To address the computational cost of KANs, a number of approaches have been taken. For certain applications, despite the general additional computational overhead of KANs as compared to MLPs with similar parameter counts, KANs have been shown to produce superior performance with lower parameter counts, resulting in overall computational efficiency, as is the case with the convolutional KAN and U-KAN (Bodner et al., 2024; Li et al., 2024). However, these results involve hybrid KAN architectures and are domain-specific, suggesting the need for more general optimization techniques.

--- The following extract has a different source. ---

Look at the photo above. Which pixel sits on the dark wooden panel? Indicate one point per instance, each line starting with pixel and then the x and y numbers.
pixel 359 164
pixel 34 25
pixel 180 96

To achieve more general computational efficiency, many modified KAN architectures have been proposed that replace underlying B-splines with different basis functions, such as radial basis functions (FastKAN / FasterKAN) (Li, 2024), trigonometric functions (e.g., Larctan-SKAN) and left-shift softplus functions (LSS-SKAN) (Chen & Zhang, 2024b, a), and rational functions (rKAN) (Aghaei, 2024). While each of these approaches has shown speedups over the B-spline-based KAN architecture, each basis function type has its own strengths and weaknesses in function approximation, and none identified here exhibit the local support feature of B-splines that allows for its granular function modeling capabilities. In certain research, adding wavelet functions to B-spline-based KANs (Wav-KAN) (Bozorgasl & Chen, 2024) or implementing neuron grouping / weight sharing to minimize the overall parameter count of B-spline-based KANs (Free Knots KAN) (Zheng et al., 2025) has yielded efficiency gains, but in all cases these speedups are only by a constant factor and none resolves the underlying computational complexity of the recursive B-spline calculations that is addressed by our proposed approach. That said, each is complementary to our approach and could be used in combination to achieve further improved computational efficiency.

3 MatrixKAN

In this work, we propose MatrixKAN, a novel optimization that parallelizes B-spline calculations, allowing for significant reduction in the effective computation time of KAN calculations. In what follows, we first demonstrate that the generalized matrix representation of B-splines can be theoretically applied to B-spline-based KANs. Next, we demonstrate the procedure for parallelizing B-spline outputs in MatrixKAN. Finally, we discuss the computational efficiency of KAN and MatrixKAN.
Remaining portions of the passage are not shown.